2. The method according to claim 1, wherein obtaining environmental parameters of the environment in which the waterproof paint is currently used, according to a plurality of environmental indicators affecting the drying speed of the waterproof paint, to obtain an environmental parameter set, comprises:
acquiring a preset time period;
collecting the temperature, humidity and wind speed of the environment currently using the waterproof paint in a plurality of time windows in the preset time period to obtain a temperature parameter set, a humidity parameter set and a wind speed parameter set;
Calculating to obtain an average temperature parameter, an average humidity parameter and an average wind speed parameter based on the temperature parameter set, the humidity parameter set and the wind speed parameter set;
the set of environmental parameters is generated based on the average temperature parameter, the average humidity parameter, and the average wind speed parameter.
3. The method of claim 1, wherein inputting the set of environmental parameters and the manner of drying the waterproof coating into a drying time prediction model to obtain the drying time of the waterproof coating within the current environment comprises:
acquiring environmental parameters of an environment using the waterproof coating in a historical time, and acquiring a plurality of historical environmental parameter sets;
when the waterproof paint is used in the historical time, under the plurality of historical environment parameter sets, adopting drying time in different drying modes to obtain a plurality of historical drying time sets;
the data of the plurality of historical environment parameter sets, the plurality of drying modes and the plurality of historical drying time sets are marked, the data is used as construction data, the drying time prediction model is constructed and supervised and learned based on a feedforward neural network, the input data of the drying time prediction model is the environment parameter sets and the drying modes, and the output data is the drying time;
And inputting the environmental parameter set and the drying mode of the waterproof coating into a drying time prediction model to obtain the drying time.
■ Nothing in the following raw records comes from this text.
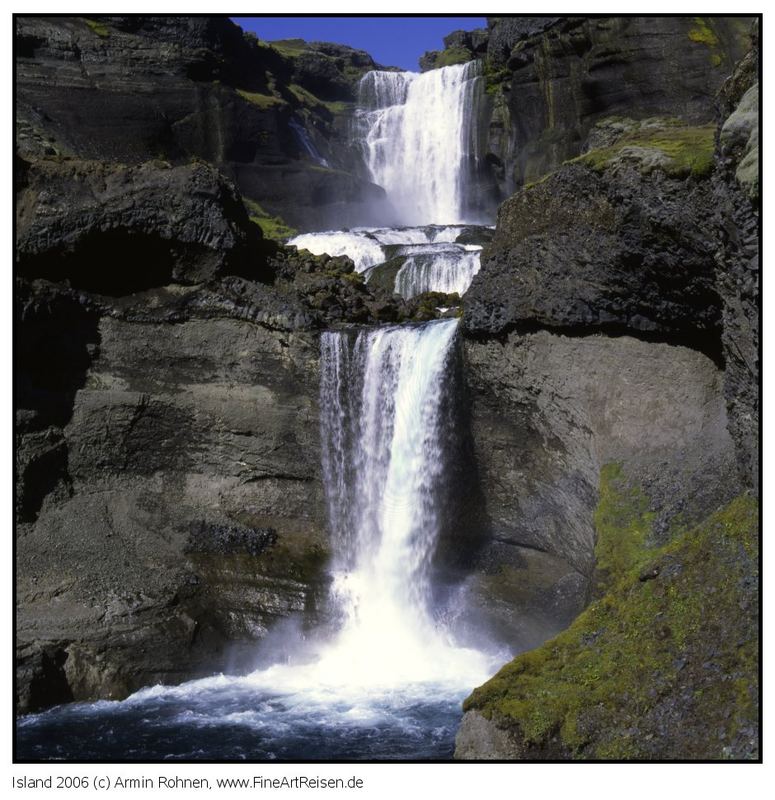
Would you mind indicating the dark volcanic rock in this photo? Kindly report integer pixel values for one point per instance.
(131, 89)
(227, 539)
(613, 251)
(551, 79)
(736, 196)
(122, 229)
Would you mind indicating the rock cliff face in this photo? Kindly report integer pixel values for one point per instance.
(169, 503)
(635, 410)
(550, 79)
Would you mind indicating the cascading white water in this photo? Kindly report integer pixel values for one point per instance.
(363, 249)
(389, 682)
(420, 137)
(383, 457)
(446, 271)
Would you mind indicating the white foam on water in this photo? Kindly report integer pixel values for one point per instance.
(420, 139)
(360, 246)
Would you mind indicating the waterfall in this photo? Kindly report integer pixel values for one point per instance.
(448, 271)
(383, 429)
(419, 134)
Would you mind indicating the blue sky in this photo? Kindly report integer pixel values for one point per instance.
(392, 41)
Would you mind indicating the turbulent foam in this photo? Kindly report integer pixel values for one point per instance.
(363, 249)
(448, 271)
(420, 139)
(383, 458)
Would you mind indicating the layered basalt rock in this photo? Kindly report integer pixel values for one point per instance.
(639, 423)
(128, 89)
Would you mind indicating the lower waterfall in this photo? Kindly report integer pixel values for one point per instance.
(384, 462)
(390, 681)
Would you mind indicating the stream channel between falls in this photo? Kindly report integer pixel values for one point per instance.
(389, 682)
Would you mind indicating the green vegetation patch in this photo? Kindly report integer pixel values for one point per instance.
(702, 33)
(672, 641)
(97, 27)
(677, 150)
(273, 227)
(452, 56)
(263, 101)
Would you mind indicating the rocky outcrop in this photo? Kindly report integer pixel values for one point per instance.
(663, 666)
(166, 436)
(736, 195)
(617, 241)
(547, 412)
(551, 79)
(130, 89)
(160, 225)
(637, 436)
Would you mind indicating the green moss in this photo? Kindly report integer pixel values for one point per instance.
(289, 47)
(272, 227)
(451, 56)
(686, 150)
(97, 27)
(589, 692)
(263, 101)
(702, 33)
(623, 523)
(306, 98)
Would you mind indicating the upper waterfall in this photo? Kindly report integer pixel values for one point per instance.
(420, 139)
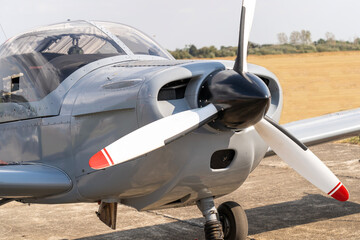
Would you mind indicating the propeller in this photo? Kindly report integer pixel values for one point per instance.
(229, 100)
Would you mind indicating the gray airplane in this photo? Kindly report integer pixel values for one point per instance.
(99, 112)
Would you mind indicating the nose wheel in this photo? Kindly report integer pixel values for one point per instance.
(233, 220)
(228, 221)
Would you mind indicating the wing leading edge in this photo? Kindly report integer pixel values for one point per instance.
(326, 128)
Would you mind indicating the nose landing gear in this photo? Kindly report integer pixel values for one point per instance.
(228, 222)
(234, 221)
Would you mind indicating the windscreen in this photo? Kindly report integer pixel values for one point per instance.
(34, 64)
(138, 42)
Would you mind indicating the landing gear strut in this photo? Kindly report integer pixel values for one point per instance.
(228, 222)
(213, 229)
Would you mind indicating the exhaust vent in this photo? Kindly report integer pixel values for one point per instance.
(222, 158)
(173, 90)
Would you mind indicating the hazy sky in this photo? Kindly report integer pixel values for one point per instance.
(201, 22)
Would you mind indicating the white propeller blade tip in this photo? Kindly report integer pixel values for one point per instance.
(339, 192)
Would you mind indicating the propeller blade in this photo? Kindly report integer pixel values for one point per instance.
(247, 15)
(301, 159)
(152, 136)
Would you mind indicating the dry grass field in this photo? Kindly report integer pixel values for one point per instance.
(316, 83)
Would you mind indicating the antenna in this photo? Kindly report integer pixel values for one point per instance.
(3, 32)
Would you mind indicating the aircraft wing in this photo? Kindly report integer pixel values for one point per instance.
(326, 128)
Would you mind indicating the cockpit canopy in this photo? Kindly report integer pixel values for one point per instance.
(33, 65)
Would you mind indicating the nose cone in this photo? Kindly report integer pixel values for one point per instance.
(242, 99)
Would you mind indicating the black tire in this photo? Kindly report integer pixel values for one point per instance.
(234, 221)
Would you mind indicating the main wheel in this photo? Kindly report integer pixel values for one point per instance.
(234, 221)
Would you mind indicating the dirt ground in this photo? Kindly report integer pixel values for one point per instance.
(278, 202)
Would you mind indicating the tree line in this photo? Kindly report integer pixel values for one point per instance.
(297, 42)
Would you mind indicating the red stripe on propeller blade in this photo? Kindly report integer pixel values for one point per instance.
(98, 161)
(341, 194)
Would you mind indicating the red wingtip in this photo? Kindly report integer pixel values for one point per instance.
(341, 194)
(98, 161)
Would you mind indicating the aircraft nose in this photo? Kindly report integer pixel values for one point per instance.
(242, 99)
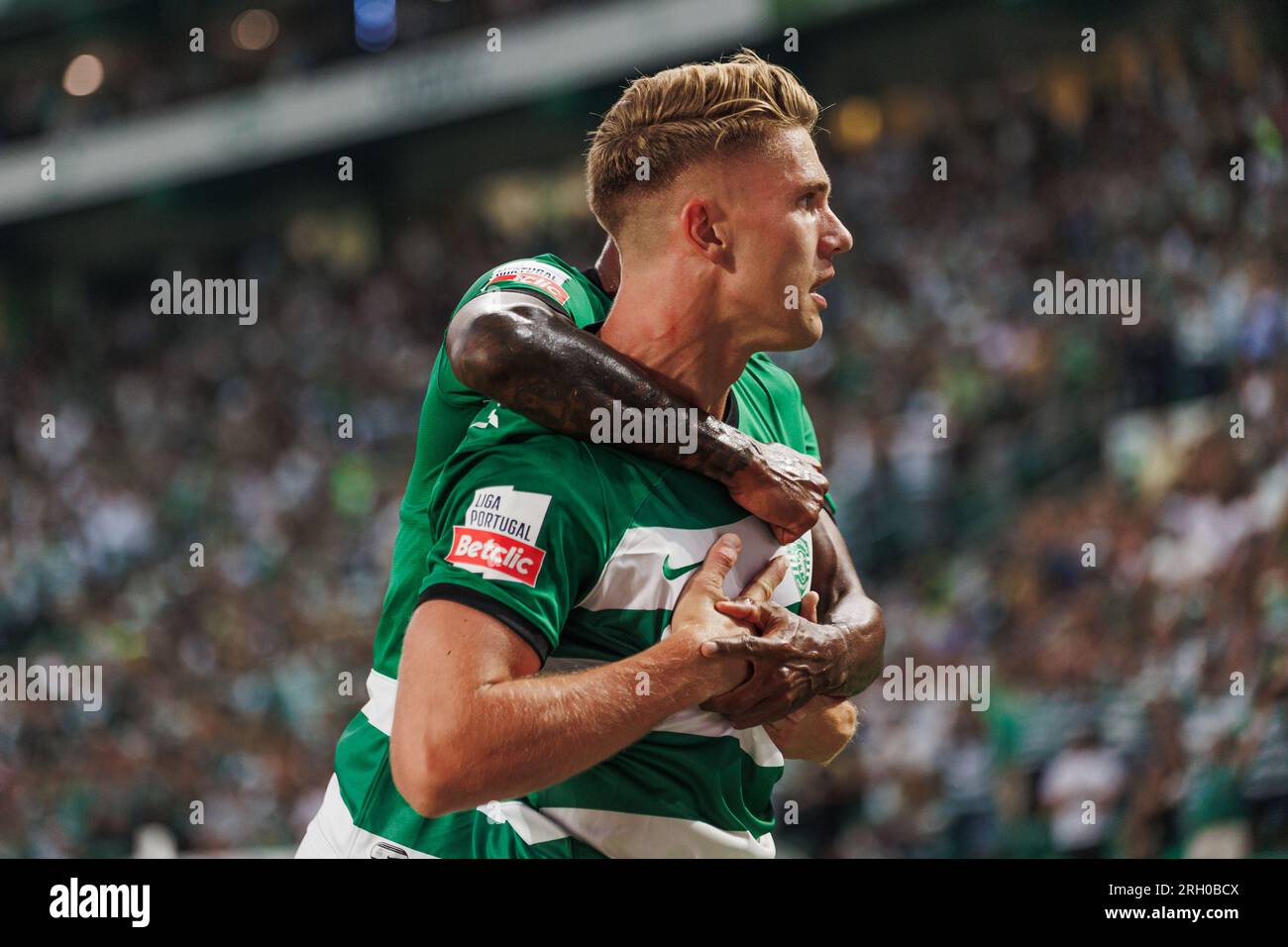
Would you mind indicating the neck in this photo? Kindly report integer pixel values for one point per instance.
(678, 337)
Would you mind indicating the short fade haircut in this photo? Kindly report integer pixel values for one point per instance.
(679, 116)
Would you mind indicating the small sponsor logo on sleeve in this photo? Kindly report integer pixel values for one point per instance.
(498, 538)
(535, 273)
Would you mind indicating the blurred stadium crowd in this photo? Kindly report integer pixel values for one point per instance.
(149, 68)
(1109, 682)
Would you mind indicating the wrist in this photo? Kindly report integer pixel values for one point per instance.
(694, 677)
(742, 458)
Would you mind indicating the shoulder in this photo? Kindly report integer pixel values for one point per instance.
(591, 487)
(546, 277)
(773, 381)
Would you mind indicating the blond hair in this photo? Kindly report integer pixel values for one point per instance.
(678, 118)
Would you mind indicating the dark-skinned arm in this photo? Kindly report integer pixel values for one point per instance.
(519, 351)
(797, 659)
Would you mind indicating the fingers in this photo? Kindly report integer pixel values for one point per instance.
(809, 605)
(764, 615)
(761, 586)
(748, 647)
(720, 558)
(785, 535)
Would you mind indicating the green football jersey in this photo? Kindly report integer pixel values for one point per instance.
(446, 415)
(583, 551)
(694, 787)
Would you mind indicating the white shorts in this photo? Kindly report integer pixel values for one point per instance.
(331, 834)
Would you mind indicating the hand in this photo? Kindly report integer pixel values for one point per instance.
(794, 661)
(609, 266)
(696, 618)
(784, 487)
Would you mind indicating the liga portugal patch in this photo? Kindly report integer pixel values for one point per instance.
(498, 539)
(535, 273)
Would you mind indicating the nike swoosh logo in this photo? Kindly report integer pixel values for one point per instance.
(675, 574)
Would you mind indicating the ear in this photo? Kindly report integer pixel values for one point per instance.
(706, 228)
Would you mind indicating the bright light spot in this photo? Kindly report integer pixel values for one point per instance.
(84, 75)
(254, 30)
(858, 123)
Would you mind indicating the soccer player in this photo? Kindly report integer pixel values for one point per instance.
(545, 551)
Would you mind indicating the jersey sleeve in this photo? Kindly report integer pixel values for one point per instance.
(514, 538)
(810, 447)
(537, 277)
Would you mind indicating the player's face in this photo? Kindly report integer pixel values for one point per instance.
(785, 236)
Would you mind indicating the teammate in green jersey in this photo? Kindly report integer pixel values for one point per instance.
(548, 548)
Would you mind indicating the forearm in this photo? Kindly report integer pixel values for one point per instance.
(855, 620)
(542, 367)
(861, 633)
(513, 737)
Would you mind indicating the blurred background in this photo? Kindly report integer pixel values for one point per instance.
(1109, 682)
4. The method according to claim 1, wherein inputting the paint image into a first dryness identification unit in a dryness detection model to obtain a first dryness identification result, comprises:
obtaining paint images obtained in the first detection mode after the waterproof paint is used according to the preset coating amount and the corresponding drying time is reached in the historical time, and obtaining a plurality of sample paint images;
performing dryness analysis on the plurality of sample paint images to obtain a first dryness identification result of the plurality of samples;
constructing the first dryness identification unit by adopting the plurality of sample paint images and the first dryness identification result of the plurality of samples as construction data;
and inputting the paint image into the first dryness identification unit to obtain the first dryness identification result.
5. The method according to claim 4, wherein constructing the first dryness identification unit using the plurality of sample paint images and the plurality of sample first dryness identification results as construction data, comprises:
Constructing a network structure of the first dryness degree identification unit based on a convolutional neural network, wherein input data of the first dryness degree identification unit comprises a paint image, and output data comprises a first dryness degree identification result;
dividing the plurality of sample paint images and the plurality of sample first dryness degree identification results to obtain a first training set and a first verification set;
based on supervised learning, performing supervised training on the first dryness degree identification unit by adopting the first training set until the first dryness degree identification unit converges or the accuracy rate reaches a preset requirement;
and verifying the first dryness identification unit by adopting the first verification set, and obtaining the first dryness identification unit if the accuracy rate meets the preset requirement.
6. The method according to claim 1, wherein the detecting the absorption amount of the microwave radiation of the waterproof paint based on the second detecting means to obtain a detection result comprises:
transmitting microwave radiation with preset wavelength to the waterproof paint based on a microwave radiation transmitter;
based on a microwave radiation receiver, receiving the microwave radiation reflected by the waterproof paint, and acquiring the radiation absorption amount of the microwave radiation absorbed by the waterproof paint;
And inputting the radiation absorption amount as the detection result into the second dryness degree identification unit to obtain the second dryness degree identification result.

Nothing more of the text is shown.